We will be discussing five of the most common phishing attacks that occur in businesses and how to best protect your IT network against phishing attacks.
First, let’s have a closer look at phishing attacks.
Phishing is a form of a cyberattack where the hacker attempts to deceive the target into disclosing personal information, such as login credentials or transferring money. These attacks and attempts usually occur via email.
1. Bulk phishing – is an email sent out to an enormous database targeting non-specific individuals to disclose personal information via fake ‘most common brand names’ to login into a counterfeit account to make payments via email links or ask for money transfers.
This approach is mostly seen as casting a wide net – by sending as many phishing emails as possible, and the probability of catching a few victims in the net is highly probable.
2. Spear phishing – typically arrive via an email targeting a specific person within a company. This form of phishing plays on the targeted individual’s trust by exploiting weak security practices that a particular person could use and then targets the person/company with a ransom fee to release the information back to the user.
What to look out for in a spear phishing email:
(Look out for any odd numbers, underscores, and exclamations within the sender’s email address) this usually could be a sign of a false email address, indicating a potential spear phishing attempt.

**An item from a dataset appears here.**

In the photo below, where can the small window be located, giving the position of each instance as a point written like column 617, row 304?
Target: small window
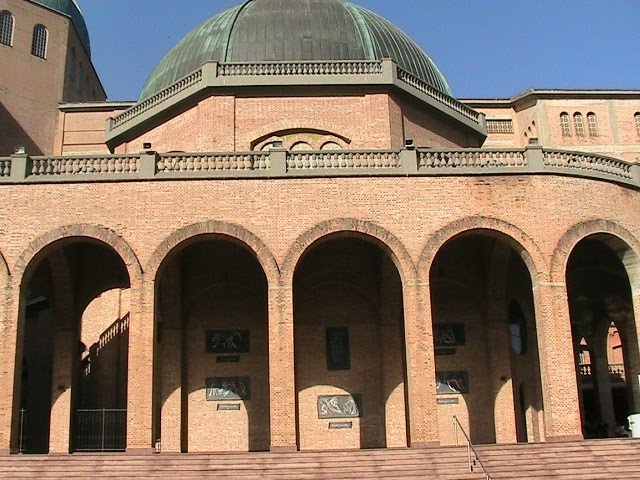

3. Whaling phishing – this type of cyberattack targets a company’s senior employees. A whaling attack usually asks the target to make a high-pressured decision. Or pretends to be a Senior Manager and pressurises a junior member of staff into performing an action that the cyber criminal can profit from.
Type of whaling attack:
4. Vishing phishing – ‘voice phishing’ – usually via a phone call. Commonly use Voice over IP (VoIP) technology from a scammer, pretending to be a company’s representative, who attempts to elicit personal information from the caller, such as credit card or login details.
5. Smishing phishing – Smishing is very similar to phishing, however, the crimes are performed over text or messaging services like WhatsApp.
Education would be the most critical step to take; ultimately, human error is the most significant risk to a company’s data exposure – without the proper awareness, this can cause a lot of damage to any business.